Constant function $f : \mathbb{R}\to\mathbb{R}$ non-injective? If $f$ is a constant function such that $f(x) = c$, $x\in\Bbb R$ and $c\in\Bbb R$, does $f$ qualify as a real-valued function $f:\Bbb R\to\Bbb R$? Also, $f$ would be non injective, right?
I'm trying to prove that the following is false : If $f:\Bbb R\to\Bbb R$ is a function, real numbers $a\lt b$ such that $f$ is injective in $[a,b]$ always exist.
Would using a constant function like the one in the first paragraph as a counter-example do the trick and disprove the second paragraph?
Thanks so much in advance.
 A: Since $c\in\Bbb R$, yes, the constant function $c$ is a real-valued function. And it is non-injective.
Your question is unclear. If the question is

If $a,b\in\Bbb R$ and $a<b$, then must there be a real-valued function with domain $\Bbb R$ which is a surjective function from $\Bbb R$ onte $[a,b]$?

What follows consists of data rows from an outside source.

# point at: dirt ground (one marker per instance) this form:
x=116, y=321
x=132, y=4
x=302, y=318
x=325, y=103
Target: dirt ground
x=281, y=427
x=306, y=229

Then the statement is true: if you define$$\begin{array}{rccc}f\colon&\Bbb R&\longrightarrow&\Bbb R\\&x&\mapsto&(b-a)\sin(x)+\frac{a+b}2,\end{array}$$then the range of $f$ is $[a,b]$. I don't see how do you intend to use a constant function as a counter-example.
But if the question is

Does the range of every real valued function with domain $\Bbb R$ alwyas contain an interval $[a,b]$ with $a<b$?

then the answer is negative and a constant function will work as a counter-example.
And if the question is

For every function from $\Bbb R$ into $\Bbb R$, must there be $a,b\in\Bbb R$ such that $a<b$ and that $f|_{[a,b]}$ is injective?

then you're right: no, and any constant function is a counter-example.